The series even makes reference to the condition, with Dustin responding to bullies: "I told you a million times my teeth are coming in. It’s called cleidocranial dysplasia."
The show's creators, the Duffer brothers, were determined to keep the portrayal of the condition realistic, as Gaten told The Doctors: "Once I got the part, they said they’re gonna incorporate that and use it in a realistic way. They asked me if it was OK if the kids in the show had bullied me because of it.
"I said it’s totally cool. It’s realistic."

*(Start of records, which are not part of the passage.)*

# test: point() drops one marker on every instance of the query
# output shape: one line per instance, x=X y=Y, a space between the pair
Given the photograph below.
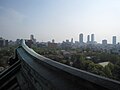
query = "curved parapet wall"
x=46 y=74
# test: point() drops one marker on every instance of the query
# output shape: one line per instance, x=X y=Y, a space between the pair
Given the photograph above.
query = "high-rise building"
x=92 y=38
x=81 y=38
x=88 y=38
x=104 y=42
x=71 y=40
x=32 y=39
x=53 y=41
x=114 y=40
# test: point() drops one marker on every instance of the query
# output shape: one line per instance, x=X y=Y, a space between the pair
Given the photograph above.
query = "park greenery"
x=77 y=58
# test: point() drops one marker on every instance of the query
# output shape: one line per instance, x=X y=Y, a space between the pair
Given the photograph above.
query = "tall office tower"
x=92 y=38
x=88 y=38
x=81 y=38
x=114 y=40
x=71 y=40
x=104 y=42
x=53 y=41
x=31 y=37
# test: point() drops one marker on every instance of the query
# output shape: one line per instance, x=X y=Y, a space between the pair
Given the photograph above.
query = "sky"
x=60 y=19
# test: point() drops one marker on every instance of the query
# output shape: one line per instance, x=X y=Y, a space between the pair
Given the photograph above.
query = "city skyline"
x=60 y=19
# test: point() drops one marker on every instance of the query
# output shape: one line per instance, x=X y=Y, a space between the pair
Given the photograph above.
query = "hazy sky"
x=60 y=19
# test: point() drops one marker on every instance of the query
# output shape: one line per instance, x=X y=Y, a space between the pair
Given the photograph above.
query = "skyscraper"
x=31 y=37
x=92 y=38
x=88 y=38
x=114 y=40
x=71 y=40
x=104 y=42
x=81 y=38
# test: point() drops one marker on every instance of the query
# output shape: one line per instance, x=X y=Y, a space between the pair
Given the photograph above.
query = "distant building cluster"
x=3 y=42
x=90 y=43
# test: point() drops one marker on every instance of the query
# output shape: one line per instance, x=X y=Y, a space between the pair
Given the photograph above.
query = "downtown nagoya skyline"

While Gaten needs a 'lot of surgery' for his condition, he loves the impact his character has, as he told Johnathan Ross: "A lot of people have it much worse than I do, and I feel like putting it into the show really raises awareness for it."
And, honestly, we couldn't imagine anyone better to play Dustin.
Next up is RJ Mitte who has cerebral palsy, just like his character Walter Jr., in Breaking Bad.
RJ plays drug kingpin Walter White's son in the series and said in an interview with the Independent: "When it comes to community outreach and helping people and wanting to inspire others, Breaking Bad just amplifies all of it."
Our third, total badass actor is Lauren Ridloff, who plays Connie in The Walking Dead and Makkari in Eternals.
Both Connie and Makkari are deaf like Lauren. As someone who was born deaf themselves (but can hear after corrective surgery), it's incredible to see a deaf actress play characters not defined by their disability.
It meant a lot to Ridloff, who said in an interview with The New York Times about Eternals: "It means my two boys, who are also deaf, will grow up in a world where there are superheroes who are deaf."
And, if that's not a reason to wake up and go to work in the morning, we don't know what is.